Based on yesterday’s stock market performance negotiations are heading the right direction. US stock indexes settled once again at their highest levels ever and so did the MSCI Global Equity Index. The main sticking point is the extent of the rollback of the import tariffs. The passage of the Hong Kong Human Rights and Democracy Act in the US Senate and the House of Representative does nothing to help conclude the talks either.
These opposing forces made a relatively subdued trading yesterday with oil moving in a narrow range and registering slight gains. Things, however, are expected to become more active soon; if not today then tomorrow. Tonight, will see the release of the weekly US inventory report by the API followed by the same statistics from the EIA tomorrow afternoon. As the US will start its long weekend after the close tomorrow some massive positioning can be anticipated when the report is released. If the latest Reuters poll is anything to go by then probably bears can give thanks tomorrow evening. It envisages a probable counter-seasonal build in commercial inventories with a slight draw (-300,000bbls) in crude oil stocks and builds of 1.3 million bbls and 1.5 million bbls in distillate and gasoline inventories.
Tightish 4Q is in the making
Historical data suggests that the price of oil is mainly the function of stock levels. If OECD inventories fall prices usually go higher and vice versa. Of course, sentiment also plays a significant part in the formation of oil prices but this sentiment is often driven by changes in stock levels. One of the best examples of this inverse relationship of the recent past can be found between 2Q 2013 and 1Q of 2016. OECD oil inventories stood at 2.661 billion bbls at the end of June 2013 with front-month Brent averaging over $103/bbl that quarter. During the infamous OPEC meeting more than a year later Saudi Arabia declared war on US shale and all hell broke loose. Inventories started to increase breaking above the 3 billion bbls mark by the early months of 2016. The first quarter of that year saw the European benchmark averaging $35.21/bbl.
The problem is that OECD stock data is published every month on a quarterly basis. There is no way to know where current inventories are in the developed part of the world halfway through the fourth quarter of this year. Luckily, help is at hand. This help comes from the Energy Information Administration in the form of its weekly reports on US oil inventories. US commercial stocks show a very strong correlation with OECD inventories (for the latter we use OPEC figures). In fact, quarterly numbers since the beginning of 2007 suggest a correlation of 96% between OECD and US commercial oil inventories. After all, US oil stocks make up around 40%-45% of oil inventories in the developed part of the world.

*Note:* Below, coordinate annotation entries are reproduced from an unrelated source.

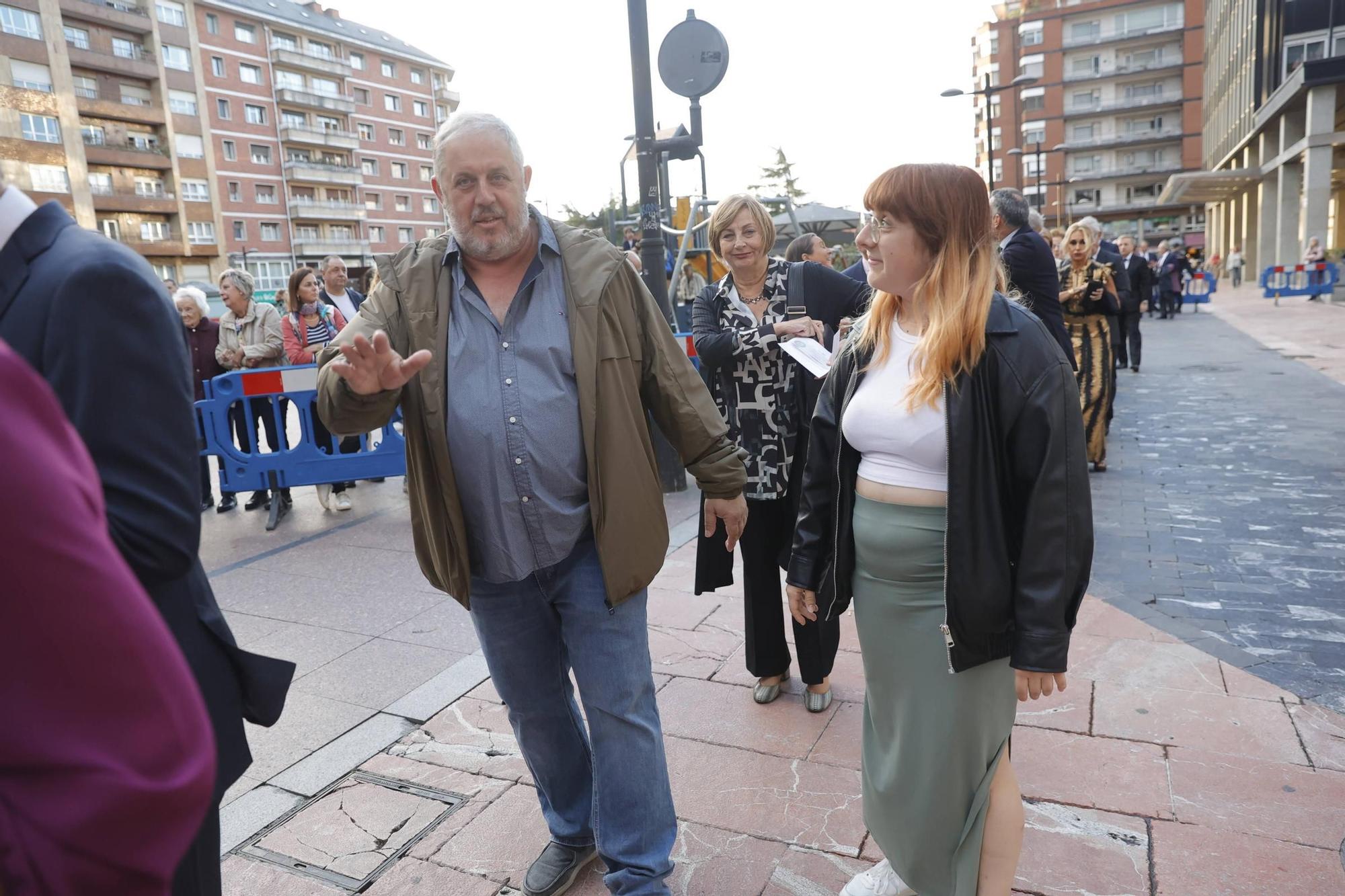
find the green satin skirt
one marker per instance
(931, 739)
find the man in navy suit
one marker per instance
(1030, 264)
(91, 317)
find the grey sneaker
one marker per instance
(555, 870)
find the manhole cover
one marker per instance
(354, 830)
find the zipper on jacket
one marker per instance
(948, 438)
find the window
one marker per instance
(40, 128)
(182, 101)
(189, 146)
(26, 25)
(194, 190)
(30, 75)
(177, 58)
(171, 13)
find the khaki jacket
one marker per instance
(626, 364)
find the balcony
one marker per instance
(141, 64)
(1112, 36)
(126, 17)
(326, 210)
(163, 204)
(283, 54)
(323, 173)
(318, 248)
(311, 136)
(325, 101)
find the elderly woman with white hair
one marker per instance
(202, 337)
(251, 337)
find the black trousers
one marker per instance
(769, 534)
(1128, 350)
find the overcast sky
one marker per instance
(848, 88)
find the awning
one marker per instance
(1199, 188)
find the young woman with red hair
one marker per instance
(948, 494)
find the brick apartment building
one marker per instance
(1114, 112)
(208, 135)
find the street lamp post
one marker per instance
(989, 91)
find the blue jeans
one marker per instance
(609, 784)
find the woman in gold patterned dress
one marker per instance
(1087, 295)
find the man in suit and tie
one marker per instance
(91, 317)
(1030, 264)
(1141, 284)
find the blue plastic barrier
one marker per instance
(1300, 280)
(305, 463)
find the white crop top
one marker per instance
(896, 447)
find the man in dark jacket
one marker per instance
(122, 373)
(1030, 264)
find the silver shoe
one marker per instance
(766, 693)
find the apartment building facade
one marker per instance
(1114, 111)
(254, 132)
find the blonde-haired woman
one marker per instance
(948, 495)
(1087, 298)
(767, 399)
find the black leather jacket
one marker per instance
(1019, 542)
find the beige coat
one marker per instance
(626, 364)
(260, 335)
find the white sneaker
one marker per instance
(879, 880)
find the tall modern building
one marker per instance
(1114, 111)
(213, 134)
(1276, 83)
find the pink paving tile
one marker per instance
(470, 735)
(1218, 723)
(804, 872)
(1113, 775)
(1190, 858)
(1083, 850)
(727, 715)
(416, 877)
(841, 741)
(502, 841)
(1256, 797)
(1069, 709)
(787, 799)
(1243, 684)
(1324, 735)
(1144, 663)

From this perspective the incumbent quarter looks encouraging. OECD stocks finished the third quarter at 2.945 billion bbls whilst commercial stocks in the US stood at 1.299 billion bbls. Weekly EIA data shows a continuous decline in the US where inventories are more than 30 million bbls lower than at the end of September. From experience we’d say that further depletion can be expected. After all, this is the time of the year when stocks fall in the northern hemisphere. As a matter of fact, US commercial inventories declined in the fourth quarter ten times in the last twelve years. Weekly figures imply that this trend (may be apart from this week) continues in 2019.
The EIA puts a decline of 2% in US inventories quarter-to-last week. Applying the same rate of depletion to OECD stocks one concludes that they will have fallen to 2.886 billion bbls by now, down from 2.945 billion bbls in September. Further drawdowns are anticipated for the balance of 2019. This prediction is perfectly aligned with the predicted calls on OPEC and current OPEC production. Demand for OPEC oil is expected to average just above 30 mbpd for the rest of 2019 whilst the organization’s production is about 29.6 mbpd and is not set to increase drastically.
Falling stocks should, in theory at least, mean higher prices. Brent averaged at $62.03/bbl in 3Q therefore it should beat this level in 4Q. It is also worth noting that inventories will unlikely fall below the 4Q 2017 and 2018 level of 2.854 and 2.863 billion bbls when Brent averaged $61.46/bbl and $68.60/bb. Investors are also keeping a close eye on the developments on trade talks and a failure to cut a deal could easily flip the sentiment. The above exercise, however, indicates that no price melt-down is anticipated as 2019 draws to an end.